Plymouth's attempt at NASCAR domination culminated in the production of the 1970 Plymouth SuperBird. Plymouth's '68 Road Runner was aerodynamically poor, and things became even worse when Richard Petty opted to race a Ford rather than pilot a boxy Plymouth in '69. Richard scored ten victories in his new Ford ride, including a victory in the fist race he drove it in at Riverside, California. This made it abundantly clear to Plymouth that if they wanted Petty back in a Plymouth (and they wanted the all-time winningest NASCAR driver back very badly), they would need a car which Petty felt was competitive, and thus the SuperBird was born.
The Plymouth SuperBird won more races in fewer appearances that its winged brother the Daytona, bringing home eight of Plymouth's 21 victories in 1970. The Plymouth was considered a great success, although ironically, Bobby Isaac won the 1970 Grand National Championship driving a Dodge. Richard Petty finished fourth, due to a serious crash at Darlington which side-lined him for several events.
It is estimated that about 40 racing Daytonas and 20 racing SuperBirds were built during the winged car era. All Daytonas were based on already existing chassis that had Daytona sheet metal "hung" on them. SuperBirds were built from a "body in white", bare chassis shipped from the factory to the car builders. Only a few racing winged cars survive today, and they are found primarily in museums. It appears that about 550 street Daytonas were produced, with over 300 surviving to this day. The street Plymouth SuperBird was produced in larger quantities, with about 2,000 having been manufactured and about half that surviving today. And if you'd like one in your garage, be prepared to pay up to US$65,000 for the most desired of them all - the 426ci 8-bbl SuperBird.
NASCAR rule changes for the 1971 season effectively eliminated the winged cars (and Ford's Talladega and Spoiler IIs) from serious contention by requiring that they be powered by nothing larger than a 305 cubic inch motor.

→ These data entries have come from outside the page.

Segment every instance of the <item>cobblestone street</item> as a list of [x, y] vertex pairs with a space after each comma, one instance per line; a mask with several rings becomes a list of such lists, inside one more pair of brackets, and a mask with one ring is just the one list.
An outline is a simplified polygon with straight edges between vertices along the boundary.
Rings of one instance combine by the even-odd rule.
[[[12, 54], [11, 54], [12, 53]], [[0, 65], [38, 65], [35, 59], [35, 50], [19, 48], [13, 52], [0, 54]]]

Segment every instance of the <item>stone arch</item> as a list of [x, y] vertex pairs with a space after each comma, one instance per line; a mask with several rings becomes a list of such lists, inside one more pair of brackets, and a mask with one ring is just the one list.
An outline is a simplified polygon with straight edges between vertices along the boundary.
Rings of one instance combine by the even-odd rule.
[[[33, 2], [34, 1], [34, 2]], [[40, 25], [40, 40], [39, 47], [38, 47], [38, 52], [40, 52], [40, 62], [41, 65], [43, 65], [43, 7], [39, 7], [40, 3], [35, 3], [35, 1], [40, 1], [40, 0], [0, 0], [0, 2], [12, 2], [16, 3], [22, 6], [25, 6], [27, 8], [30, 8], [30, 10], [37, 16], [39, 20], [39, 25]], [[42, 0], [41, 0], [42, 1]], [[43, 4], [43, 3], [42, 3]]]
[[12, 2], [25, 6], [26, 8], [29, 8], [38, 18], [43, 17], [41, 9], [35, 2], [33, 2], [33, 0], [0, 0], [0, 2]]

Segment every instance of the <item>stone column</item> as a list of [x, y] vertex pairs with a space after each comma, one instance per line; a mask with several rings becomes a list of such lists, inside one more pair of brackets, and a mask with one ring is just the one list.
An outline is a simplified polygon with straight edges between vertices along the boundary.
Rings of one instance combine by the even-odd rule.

Although Richard Brooks had some success with a 305 cubic inch Daytona in the 1971 Daytona 500, there were simply too many problems associated with making that motor consistently competitive. Considered with the fact that series boss Bill France did not want 'exotic' cars running in his 'stock' car series, it was clear that whatever teams did with the winged cars, 'Big Bill' would simply change the rules again to penalize them further. These arbitrary and capricious rule changes were not only the death knell for the winged cars, but played a significant role in the manufacturers' decision to universally withdrawal from NASCAR in the early 1970s.
Off the NASCAR tracks, things were getting tough on the street winged cars too. Emission requirements were becoming more stringent, strangling the high performance motors that rested between the frame rails of the winged wonders. In addition, insurance rates on high performance cars were moving faster than the cars, and this was especially hard to swallow for the young performance enthusiasts who had enough trouble scraping together money to buy a performance car, let alone afford the exorbitant insurance rates. The Dodge Charger Daytona and the Plymouth SuperBird went permanently out of production less than eighteen months after the first rolled off the assembly line.